It was some time in January when we crossed paths. It’s funny and amusing at the same time because it’s the kind that gives you a sense of familiarity; like being in a place you never once set foot on but somehow you know the exact location of every streets, every nooks and crannies, every stores. And somewhere, in between the busyness of each passing days, the late night phone calls and random conversations – we fell in love.
It wasn’t smooth and it wasn’t all that beautiful like I’ve always imagined it to be. It wasn’t easy but I know it’s real. I was never the one for grand gestures or fancy date nights. I used to be the one who holds back thinking I still have the chance to make up for what I failed to say or do the next day, but you taught me that love is all about risking. That it’s either they love you whole or they don’t love you at all. Loving you taught me what to want in a relationship. It taught me that every second with the one that you love, counts.
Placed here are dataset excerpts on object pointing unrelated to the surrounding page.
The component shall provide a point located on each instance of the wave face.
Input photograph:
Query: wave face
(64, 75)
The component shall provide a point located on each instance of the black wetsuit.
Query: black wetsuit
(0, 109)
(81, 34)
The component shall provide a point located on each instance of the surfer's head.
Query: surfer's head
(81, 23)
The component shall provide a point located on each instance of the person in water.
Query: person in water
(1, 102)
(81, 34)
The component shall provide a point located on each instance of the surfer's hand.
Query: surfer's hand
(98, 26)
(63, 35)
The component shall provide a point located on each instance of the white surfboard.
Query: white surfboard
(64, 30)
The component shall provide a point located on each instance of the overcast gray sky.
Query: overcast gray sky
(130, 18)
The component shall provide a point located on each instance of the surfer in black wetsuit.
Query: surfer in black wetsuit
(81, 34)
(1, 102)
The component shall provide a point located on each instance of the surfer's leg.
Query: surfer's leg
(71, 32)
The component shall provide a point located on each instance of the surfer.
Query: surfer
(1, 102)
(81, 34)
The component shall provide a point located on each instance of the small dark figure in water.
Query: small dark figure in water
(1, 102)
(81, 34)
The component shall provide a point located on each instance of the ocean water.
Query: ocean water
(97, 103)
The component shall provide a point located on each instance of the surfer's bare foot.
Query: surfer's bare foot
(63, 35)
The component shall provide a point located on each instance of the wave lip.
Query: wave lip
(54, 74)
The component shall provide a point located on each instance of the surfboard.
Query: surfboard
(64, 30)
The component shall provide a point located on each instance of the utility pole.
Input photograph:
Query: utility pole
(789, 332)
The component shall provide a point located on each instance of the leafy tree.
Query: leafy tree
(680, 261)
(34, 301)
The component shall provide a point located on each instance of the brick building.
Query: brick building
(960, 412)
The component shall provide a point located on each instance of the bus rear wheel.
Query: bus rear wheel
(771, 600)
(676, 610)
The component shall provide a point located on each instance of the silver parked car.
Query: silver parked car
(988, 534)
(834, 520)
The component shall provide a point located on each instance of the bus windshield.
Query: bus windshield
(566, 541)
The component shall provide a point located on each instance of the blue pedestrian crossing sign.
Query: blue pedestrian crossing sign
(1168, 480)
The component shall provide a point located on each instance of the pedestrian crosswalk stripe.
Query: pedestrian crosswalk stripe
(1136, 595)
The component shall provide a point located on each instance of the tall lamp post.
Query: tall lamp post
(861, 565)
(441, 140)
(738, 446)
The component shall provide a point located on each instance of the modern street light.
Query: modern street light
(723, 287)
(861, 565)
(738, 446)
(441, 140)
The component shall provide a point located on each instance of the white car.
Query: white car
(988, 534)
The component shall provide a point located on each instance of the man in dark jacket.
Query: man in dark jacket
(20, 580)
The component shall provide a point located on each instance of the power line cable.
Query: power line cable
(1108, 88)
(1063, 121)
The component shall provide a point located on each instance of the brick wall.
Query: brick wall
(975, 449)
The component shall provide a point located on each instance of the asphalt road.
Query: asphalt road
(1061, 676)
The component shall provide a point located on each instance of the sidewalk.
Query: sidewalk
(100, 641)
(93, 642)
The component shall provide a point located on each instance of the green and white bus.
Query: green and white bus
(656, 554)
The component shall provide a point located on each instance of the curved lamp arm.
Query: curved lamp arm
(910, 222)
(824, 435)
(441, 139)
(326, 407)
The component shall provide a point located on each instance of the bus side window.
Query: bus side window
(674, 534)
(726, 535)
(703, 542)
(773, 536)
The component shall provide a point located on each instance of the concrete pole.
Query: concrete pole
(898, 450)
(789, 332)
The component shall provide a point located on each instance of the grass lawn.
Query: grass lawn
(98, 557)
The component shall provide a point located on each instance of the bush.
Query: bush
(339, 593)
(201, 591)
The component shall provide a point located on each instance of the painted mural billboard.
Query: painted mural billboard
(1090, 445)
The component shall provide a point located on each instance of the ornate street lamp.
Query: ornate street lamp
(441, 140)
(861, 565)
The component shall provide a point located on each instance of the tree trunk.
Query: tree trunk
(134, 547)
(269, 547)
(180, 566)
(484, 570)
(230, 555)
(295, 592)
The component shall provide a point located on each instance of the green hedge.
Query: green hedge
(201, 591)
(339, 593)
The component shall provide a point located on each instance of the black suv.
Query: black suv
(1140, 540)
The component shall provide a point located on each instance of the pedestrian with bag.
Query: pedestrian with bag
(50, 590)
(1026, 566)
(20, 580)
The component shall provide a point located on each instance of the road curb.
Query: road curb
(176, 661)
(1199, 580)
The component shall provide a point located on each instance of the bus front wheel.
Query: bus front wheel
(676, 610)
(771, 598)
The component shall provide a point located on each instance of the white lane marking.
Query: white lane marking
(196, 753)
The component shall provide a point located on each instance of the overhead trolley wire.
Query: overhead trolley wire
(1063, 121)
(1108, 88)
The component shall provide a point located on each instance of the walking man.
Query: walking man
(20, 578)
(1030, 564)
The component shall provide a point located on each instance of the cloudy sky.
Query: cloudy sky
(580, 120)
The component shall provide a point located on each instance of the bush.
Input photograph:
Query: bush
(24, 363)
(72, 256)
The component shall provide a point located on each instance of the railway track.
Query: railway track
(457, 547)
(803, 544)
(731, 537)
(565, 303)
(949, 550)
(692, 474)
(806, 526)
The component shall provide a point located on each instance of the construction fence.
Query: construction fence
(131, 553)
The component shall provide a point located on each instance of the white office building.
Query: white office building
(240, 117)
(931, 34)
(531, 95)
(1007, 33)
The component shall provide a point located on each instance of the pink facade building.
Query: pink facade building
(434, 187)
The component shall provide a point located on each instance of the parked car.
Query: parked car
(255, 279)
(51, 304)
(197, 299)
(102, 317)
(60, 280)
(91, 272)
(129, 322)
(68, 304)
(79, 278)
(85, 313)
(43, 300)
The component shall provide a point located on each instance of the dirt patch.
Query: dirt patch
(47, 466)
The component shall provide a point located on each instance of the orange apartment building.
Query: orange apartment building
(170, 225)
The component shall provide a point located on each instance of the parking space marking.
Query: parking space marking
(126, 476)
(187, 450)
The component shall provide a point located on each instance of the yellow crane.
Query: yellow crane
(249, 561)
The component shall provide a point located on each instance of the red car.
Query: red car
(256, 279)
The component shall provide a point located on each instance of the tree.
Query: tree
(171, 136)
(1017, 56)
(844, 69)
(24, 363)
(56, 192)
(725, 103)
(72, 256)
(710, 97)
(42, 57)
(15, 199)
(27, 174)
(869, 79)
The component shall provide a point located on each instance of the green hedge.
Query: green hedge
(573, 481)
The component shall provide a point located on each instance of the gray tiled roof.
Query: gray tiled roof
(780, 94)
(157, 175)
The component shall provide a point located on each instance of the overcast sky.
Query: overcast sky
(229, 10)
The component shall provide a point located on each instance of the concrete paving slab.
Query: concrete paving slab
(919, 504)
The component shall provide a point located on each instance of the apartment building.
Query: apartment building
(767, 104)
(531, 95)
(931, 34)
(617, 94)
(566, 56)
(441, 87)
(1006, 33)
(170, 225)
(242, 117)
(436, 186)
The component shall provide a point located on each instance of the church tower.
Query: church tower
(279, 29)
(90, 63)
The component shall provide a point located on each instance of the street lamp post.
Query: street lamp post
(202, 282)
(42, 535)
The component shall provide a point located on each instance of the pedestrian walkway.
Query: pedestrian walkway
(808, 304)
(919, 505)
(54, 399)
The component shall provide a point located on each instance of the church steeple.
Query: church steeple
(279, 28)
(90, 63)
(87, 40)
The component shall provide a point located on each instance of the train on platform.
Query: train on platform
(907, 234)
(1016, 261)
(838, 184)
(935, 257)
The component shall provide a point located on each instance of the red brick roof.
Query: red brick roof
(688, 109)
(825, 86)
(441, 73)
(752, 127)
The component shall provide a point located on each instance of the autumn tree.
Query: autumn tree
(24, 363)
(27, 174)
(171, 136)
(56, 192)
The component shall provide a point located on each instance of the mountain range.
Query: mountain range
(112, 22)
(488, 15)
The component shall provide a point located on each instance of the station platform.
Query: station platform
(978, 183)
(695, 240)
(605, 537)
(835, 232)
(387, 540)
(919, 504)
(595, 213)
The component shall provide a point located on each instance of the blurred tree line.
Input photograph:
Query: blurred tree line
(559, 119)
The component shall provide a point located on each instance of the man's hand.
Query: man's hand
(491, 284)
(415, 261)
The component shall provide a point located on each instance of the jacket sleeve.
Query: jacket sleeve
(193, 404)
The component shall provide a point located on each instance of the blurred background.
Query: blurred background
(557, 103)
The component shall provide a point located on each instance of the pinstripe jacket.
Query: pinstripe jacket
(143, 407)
Loving you is like waking up on a Sunday morning unhurried, the kind that makes you want to stay longer in bed and just feel the comfort of being surrounded with pillows while basking in the small amount of sunlight that escapes through the windows.
Loving you taught me to be human. To accept vulnerability. To be fragile and brave like diving headfirst into deep waters but never worrying because you’re there with me through the thick of it all.
I used to think that love is supposed to come in like a storm or a strong wind that will sweep you off your feet or loud knocks on your door strong enough to wake you up from a stupor and how I craved for that. Eventually I learned that love is not meant to damage you or take away your inner peace. It should feel like you’re sitting in front of a fireplace, holding a cup of coffee. It should give you warmth. Warm enough for you to be able to feel like you’re home.
And when I think of all the things I wanted to share with you, all I could think of are the smallest of things as small as waking up with your legs draped over mine or coming home to the sight of you cooking dinner just so we could spend the night laughing over the silliest of things.
Perhaps that’s the greatest thing I’ve learned from those who gave me the opposite of how love should feel like . I’m grateful that all of it lead me to you. I no longer want sunset kisses, over the top surprises or a love story that’s book worthy because at the end of it all, all I want are tiny infinite moments of you and me. Just you and me.